[mercury-users] Exceptions, determinism and purity

Peter Schachte schachte at csse.unimelb.edu.au
Fri Mar 7 14:22:36 AEDT 2008


Nicholas Nethercote wrote:
> Hi,
> 
> Take this predicate:
> 
>   :- pred p(int::in) is det.
> 
> It is det and doesn't produce any output.  So at first glance you'd 
> think you could safely remove any call to it.
> 
> But, it could be defined like this:
> 
>   pos(X) :- ( if X >= 0 then true else error("negative!") ).
> 
> So removing calls could clearly change a program's behaviour.

Similarly if pos/1 were implemented like:

	pos(X) :- pos(X).

If you think of a predicate in terms of its finite success and failure sets, 
removing a det goal cannot change the finite failure set, so it doesn't make 
anything true that was previously false (nor vice-versa, of course).  All it 
does is make the code more complete by adding to the finite success set.

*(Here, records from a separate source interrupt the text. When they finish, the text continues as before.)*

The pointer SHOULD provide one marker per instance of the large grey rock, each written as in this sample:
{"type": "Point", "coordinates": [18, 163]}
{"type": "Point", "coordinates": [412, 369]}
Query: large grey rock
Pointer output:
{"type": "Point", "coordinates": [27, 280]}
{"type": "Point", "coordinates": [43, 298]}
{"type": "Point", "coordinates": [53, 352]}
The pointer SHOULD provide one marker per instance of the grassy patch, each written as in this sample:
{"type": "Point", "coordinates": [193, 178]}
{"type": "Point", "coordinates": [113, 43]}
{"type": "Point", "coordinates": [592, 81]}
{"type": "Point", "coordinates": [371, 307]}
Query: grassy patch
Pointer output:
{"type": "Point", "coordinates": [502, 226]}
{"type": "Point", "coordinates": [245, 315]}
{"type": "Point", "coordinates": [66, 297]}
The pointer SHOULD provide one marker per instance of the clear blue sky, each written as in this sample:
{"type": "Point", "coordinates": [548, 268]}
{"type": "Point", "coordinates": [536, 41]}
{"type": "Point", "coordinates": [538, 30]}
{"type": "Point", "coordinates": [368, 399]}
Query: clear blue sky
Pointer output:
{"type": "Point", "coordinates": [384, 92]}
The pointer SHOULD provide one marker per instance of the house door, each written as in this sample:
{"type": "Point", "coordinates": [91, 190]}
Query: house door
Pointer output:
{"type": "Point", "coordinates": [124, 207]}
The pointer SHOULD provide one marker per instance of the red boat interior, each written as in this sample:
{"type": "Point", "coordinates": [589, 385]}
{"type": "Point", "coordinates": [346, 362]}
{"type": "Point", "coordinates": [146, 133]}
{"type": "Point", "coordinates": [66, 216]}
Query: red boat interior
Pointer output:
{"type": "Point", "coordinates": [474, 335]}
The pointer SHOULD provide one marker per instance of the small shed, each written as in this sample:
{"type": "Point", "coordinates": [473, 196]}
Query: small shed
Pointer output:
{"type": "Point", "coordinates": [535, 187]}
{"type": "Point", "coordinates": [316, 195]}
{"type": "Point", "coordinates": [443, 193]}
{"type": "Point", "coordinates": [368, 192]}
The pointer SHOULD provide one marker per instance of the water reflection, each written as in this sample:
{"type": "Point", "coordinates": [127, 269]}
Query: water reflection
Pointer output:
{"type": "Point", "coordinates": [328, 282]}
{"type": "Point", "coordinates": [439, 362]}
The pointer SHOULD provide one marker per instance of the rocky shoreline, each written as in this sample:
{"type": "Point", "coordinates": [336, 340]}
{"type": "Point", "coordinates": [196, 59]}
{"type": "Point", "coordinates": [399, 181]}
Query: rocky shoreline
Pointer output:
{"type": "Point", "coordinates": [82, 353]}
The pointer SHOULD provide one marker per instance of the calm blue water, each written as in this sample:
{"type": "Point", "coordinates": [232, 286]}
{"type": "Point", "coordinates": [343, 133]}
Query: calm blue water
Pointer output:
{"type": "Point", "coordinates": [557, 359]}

Perhaps it's a bit unfortunate that you can't simulate C's assert() in 
Mercury by using a det goal with some error cases.  It wouldn't be correct 
anyway, since the compiler can freely reorder the test after where it's needed.

-- 
Peter Schachte              We should not focus on giving any one group an
schachte at cs.mu.OZ.AU        especially good life, but on giving the greatest
www.cs.mu.oz.au/~schachte/  possible life for the community as whole.